If minimum of independent random variable is exponential, is each one exponential

exponential distributionprobabilityprobability theoryrandom variables

We know that that given $X_1,…,X_n$ independent random variables which are distributed exponentially, their minimum is also distributed exponentially. Is the converse true? Given $X = \min\{X_1, …, X_n\}$ distributed exponentially, and $X_1, …, X_n$ are independent, is it true that $X_i$ is distributed exponentially for all $i = 1,…,n$?

Edit: I don't assumme the $X_i$'s are identically distributed. I believe it is true that if $X \sim \exp(\lambda)$, and if $p_i \equiv \mathbb{P}(X_i = X)$ then $X_i \sim \exp(\lambda p_i)$. However, I couldn't find a reference and didn't manage to prove this by myself.
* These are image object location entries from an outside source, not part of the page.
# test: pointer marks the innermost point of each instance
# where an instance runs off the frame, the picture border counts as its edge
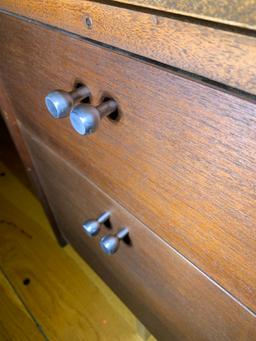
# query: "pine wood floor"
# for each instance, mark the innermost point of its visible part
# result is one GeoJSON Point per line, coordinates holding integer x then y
{"type": "Point", "coordinates": [48, 292]}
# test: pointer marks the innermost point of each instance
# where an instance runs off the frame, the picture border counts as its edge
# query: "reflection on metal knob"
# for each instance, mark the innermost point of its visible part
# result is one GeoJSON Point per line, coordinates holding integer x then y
{"type": "Point", "coordinates": [85, 118]}
{"type": "Point", "coordinates": [59, 103]}
{"type": "Point", "coordinates": [92, 227]}
{"type": "Point", "coordinates": [110, 243]}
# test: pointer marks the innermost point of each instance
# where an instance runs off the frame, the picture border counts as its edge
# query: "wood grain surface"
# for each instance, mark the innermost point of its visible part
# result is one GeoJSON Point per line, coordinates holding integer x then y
{"type": "Point", "coordinates": [64, 298]}
{"type": "Point", "coordinates": [181, 159]}
{"type": "Point", "coordinates": [232, 12]}
{"type": "Point", "coordinates": [15, 321]}
{"type": "Point", "coordinates": [173, 298]}
{"type": "Point", "coordinates": [7, 113]}
{"type": "Point", "coordinates": [222, 56]}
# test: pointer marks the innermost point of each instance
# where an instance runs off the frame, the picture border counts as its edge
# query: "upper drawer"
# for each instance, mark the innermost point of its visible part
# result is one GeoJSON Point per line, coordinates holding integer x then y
{"type": "Point", "coordinates": [173, 298]}
{"type": "Point", "coordinates": [224, 56]}
{"type": "Point", "coordinates": [181, 159]}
Further edit: The result is true if you assume $\{X = X_i\}$ is an event independent of $X$. This is proven in the following manner:

  1. Construct a Poisson process $N_t$ whose waiting times are IID copies of $X$.
  2. Split this Poisson process to $n$ counting processes – the process $N_t^i$ will count the number of occurences where $X = X_i$.
  3. Using the fact that $\{X = X_i\}$ is an event independent of $X$, and that $X_1,…,X_n$ are independent random variables, one can show that $N_t^i$ is a Poisson process with intensity $\lambda p_i$.
  4. The waiting times of $N_t^i$ will be distributed as $\exp(\lambda p_i)$, but on the other hand, they will be equal to $X_i$.

Best Answer

Example: Let $\lambda_1:[0,\infty)\to(0,1)$ be a continuous function, and then define $\lambda_2(t):=1-\lambda_1(t)$. Also define $\Lambda_k(t):=\int_0^t\lambda_k(s)\,ds$ for $t\ge 0$ and $k=1,2$. Then $F_k(t) :=1-\exp(-\Lambda_k(t))$, $t\ge 0$, are distribution functions of non-negative random variables, say $X_1$ and $X_2$. Their minimum $X:=\min(X_1,X_2)$ has cdf $1-(1-F_1(t))\cdot(1-F_2(t))=1-e^{-t}$, $t\ge 0$. Thus $X$ is exponentially distributed, but the $X_k$ need not be.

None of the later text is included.